Cellular waste, mTOR, autophagy, exosomes, and aging
As we age, our cells accumulate waste. This waste can damage cells and cause them to die, a process called cell senescence.
mTOR is a protein that controls cell growth and metabolism. When mTOR is active, cells grow and divide. When mTOR is inactive, cells break down waste through autophagy, a process of cleaning up cellular waste.
Exosomes are tiny vesicles that cells release to communicate with each other. They can also carry waste products out of cells.
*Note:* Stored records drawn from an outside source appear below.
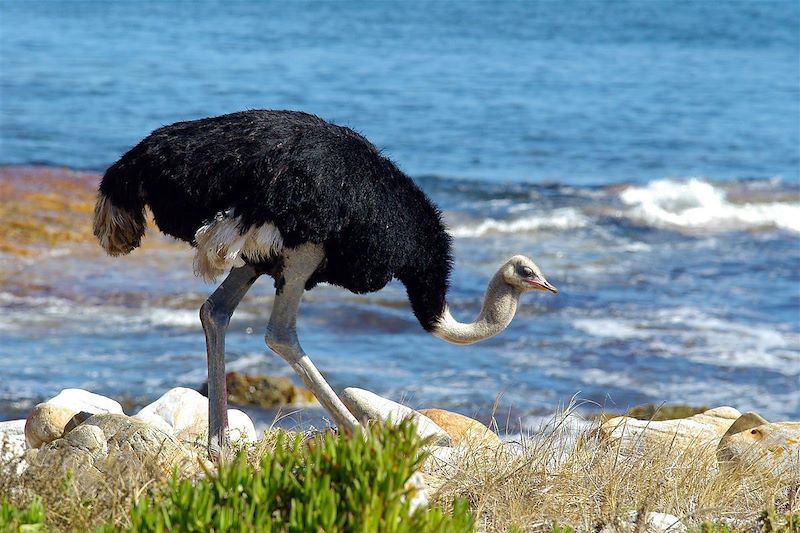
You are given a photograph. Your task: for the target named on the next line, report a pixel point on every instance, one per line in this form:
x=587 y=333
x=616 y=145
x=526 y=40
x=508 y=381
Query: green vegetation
x=330 y=483
x=333 y=484
x=26 y=520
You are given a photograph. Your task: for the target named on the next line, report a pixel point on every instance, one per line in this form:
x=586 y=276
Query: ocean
x=645 y=154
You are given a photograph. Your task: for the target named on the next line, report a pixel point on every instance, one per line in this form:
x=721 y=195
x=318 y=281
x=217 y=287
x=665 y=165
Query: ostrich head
x=517 y=275
x=522 y=273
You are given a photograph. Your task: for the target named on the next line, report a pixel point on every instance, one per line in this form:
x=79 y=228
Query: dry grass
x=547 y=479
x=555 y=478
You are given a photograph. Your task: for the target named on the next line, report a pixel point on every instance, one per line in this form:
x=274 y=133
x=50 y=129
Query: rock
x=652 y=523
x=46 y=422
x=80 y=400
x=415 y=485
x=264 y=391
x=366 y=405
x=463 y=430
x=49 y=420
x=110 y=450
x=12 y=444
x=699 y=432
x=183 y=413
x=241 y=427
x=180 y=412
x=753 y=442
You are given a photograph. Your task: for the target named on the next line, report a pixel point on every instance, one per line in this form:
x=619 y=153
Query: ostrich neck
x=499 y=306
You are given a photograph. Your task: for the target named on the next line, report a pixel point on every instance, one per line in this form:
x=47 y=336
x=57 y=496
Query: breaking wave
x=558 y=219
x=697 y=204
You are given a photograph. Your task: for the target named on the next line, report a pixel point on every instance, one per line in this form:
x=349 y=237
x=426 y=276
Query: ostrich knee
x=283 y=341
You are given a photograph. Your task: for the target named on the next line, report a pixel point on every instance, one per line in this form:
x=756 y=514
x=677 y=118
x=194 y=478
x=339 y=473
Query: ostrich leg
x=298 y=265
x=215 y=315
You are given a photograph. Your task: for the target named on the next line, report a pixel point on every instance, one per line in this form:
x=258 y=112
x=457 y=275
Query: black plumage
x=315 y=181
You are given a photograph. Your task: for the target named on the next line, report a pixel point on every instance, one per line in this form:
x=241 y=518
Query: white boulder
x=183 y=413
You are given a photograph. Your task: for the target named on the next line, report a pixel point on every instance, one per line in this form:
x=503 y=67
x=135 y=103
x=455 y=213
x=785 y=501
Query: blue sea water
x=644 y=153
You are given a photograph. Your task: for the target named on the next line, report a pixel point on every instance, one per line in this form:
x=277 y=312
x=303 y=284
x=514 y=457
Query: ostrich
x=290 y=195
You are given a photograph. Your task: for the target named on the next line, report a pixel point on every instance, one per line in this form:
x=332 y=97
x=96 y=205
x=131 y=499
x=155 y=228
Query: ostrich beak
x=542 y=284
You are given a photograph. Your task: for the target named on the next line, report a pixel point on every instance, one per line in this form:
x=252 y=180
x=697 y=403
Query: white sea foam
x=609 y=327
x=704 y=338
x=558 y=219
x=697 y=204
x=174 y=317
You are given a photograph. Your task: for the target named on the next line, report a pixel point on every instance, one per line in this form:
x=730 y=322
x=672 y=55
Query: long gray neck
x=499 y=306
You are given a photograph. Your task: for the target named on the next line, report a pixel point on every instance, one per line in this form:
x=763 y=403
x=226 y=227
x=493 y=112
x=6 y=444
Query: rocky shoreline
x=88 y=439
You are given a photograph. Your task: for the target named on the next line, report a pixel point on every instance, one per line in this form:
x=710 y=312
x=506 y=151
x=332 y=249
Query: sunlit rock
x=463 y=430
x=111 y=450
x=699 y=433
x=366 y=405
x=46 y=423
x=12 y=444
x=49 y=420
x=183 y=413
x=753 y=443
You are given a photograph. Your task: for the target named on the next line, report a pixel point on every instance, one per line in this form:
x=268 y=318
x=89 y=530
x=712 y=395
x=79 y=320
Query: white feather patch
x=221 y=246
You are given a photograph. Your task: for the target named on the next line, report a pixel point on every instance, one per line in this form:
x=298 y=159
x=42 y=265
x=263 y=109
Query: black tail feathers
x=119 y=221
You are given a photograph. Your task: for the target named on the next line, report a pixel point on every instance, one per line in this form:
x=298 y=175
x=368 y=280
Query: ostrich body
x=289 y=195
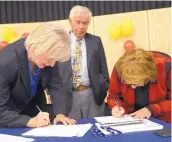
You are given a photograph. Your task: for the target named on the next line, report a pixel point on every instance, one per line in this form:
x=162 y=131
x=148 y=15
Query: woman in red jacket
x=141 y=86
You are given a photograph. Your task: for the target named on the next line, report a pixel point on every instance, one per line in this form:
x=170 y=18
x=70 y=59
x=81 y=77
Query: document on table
x=78 y=130
x=10 y=138
x=127 y=124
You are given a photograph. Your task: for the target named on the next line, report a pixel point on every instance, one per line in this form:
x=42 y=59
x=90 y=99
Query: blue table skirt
x=146 y=136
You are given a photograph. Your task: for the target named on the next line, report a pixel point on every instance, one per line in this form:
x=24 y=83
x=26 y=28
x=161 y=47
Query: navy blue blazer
x=97 y=70
x=16 y=104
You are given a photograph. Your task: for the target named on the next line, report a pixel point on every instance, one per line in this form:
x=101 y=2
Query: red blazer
x=159 y=93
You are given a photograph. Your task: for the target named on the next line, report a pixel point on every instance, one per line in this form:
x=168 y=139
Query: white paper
x=145 y=125
x=60 y=131
x=10 y=138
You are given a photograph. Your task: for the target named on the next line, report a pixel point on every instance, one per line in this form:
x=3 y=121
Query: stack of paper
x=10 y=138
x=60 y=131
x=126 y=124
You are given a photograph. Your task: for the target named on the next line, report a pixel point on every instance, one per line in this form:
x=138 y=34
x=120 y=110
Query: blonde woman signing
x=26 y=67
x=141 y=85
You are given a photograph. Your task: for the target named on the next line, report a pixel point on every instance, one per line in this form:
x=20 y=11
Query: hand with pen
x=117 y=111
x=41 y=120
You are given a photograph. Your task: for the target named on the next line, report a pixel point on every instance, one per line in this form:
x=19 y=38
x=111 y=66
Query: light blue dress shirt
x=84 y=71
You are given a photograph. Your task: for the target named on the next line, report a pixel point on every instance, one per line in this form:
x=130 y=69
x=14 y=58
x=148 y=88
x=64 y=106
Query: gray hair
x=79 y=10
x=50 y=40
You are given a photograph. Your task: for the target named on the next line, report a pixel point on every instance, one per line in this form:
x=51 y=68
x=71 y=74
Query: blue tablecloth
x=147 y=136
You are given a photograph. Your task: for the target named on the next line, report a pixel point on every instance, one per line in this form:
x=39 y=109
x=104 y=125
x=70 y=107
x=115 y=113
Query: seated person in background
x=141 y=85
x=26 y=67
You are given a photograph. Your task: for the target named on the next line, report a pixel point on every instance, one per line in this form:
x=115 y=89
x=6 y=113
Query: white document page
x=127 y=124
x=78 y=130
x=10 y=138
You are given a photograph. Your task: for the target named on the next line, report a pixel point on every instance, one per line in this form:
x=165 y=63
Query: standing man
x=26 y=69
x=87 y=70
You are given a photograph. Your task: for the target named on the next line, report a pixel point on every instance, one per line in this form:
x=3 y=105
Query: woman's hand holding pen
x=117 y=111
x=41 y=120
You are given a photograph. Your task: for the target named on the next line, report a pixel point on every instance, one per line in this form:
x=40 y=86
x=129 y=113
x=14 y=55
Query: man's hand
x=142 y=113
x=63 y=119
x=117 y=111
x=41 y=120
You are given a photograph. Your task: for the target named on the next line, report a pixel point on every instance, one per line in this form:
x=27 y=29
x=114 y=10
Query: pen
x=48 y=99
x=38 y=108
x=111 y=130
x=117 y=104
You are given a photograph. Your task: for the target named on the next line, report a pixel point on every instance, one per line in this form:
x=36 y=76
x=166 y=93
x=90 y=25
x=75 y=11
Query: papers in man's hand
x=10 y=138
x=126 y=124
x=78 y=130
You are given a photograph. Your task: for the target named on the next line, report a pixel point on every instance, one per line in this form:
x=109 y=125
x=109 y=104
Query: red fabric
x=159 y=93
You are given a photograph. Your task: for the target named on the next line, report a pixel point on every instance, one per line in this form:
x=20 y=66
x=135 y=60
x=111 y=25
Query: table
x=146 y=136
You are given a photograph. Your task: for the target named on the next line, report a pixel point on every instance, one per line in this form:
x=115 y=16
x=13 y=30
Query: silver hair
x=79 y=10
x=50 y=40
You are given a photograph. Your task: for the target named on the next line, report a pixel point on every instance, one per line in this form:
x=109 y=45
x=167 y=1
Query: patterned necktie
x=77 y=64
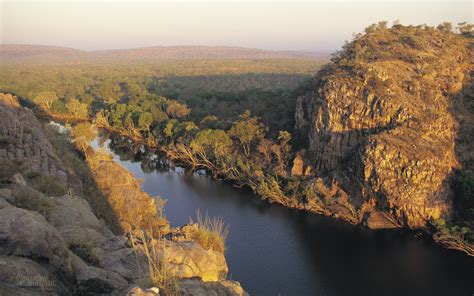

Scientists have discovered that exosomes play a key role in removing cellular waste and delaying aging. Stimulating exosome release by inhibiting mTOR or activating autophagy may be a new way to delay aging and improve health.
Jonas, nice summary.
But a small technical correction needed for your first paragraph. Senescence does not equal cell death. Senescent cells are not dead, but not do they divide. They continue to live, but produce harmful cytokines and molecules.
Night of the living dead 
Thanks for the teaching! We are lucky to have some doctors in the house!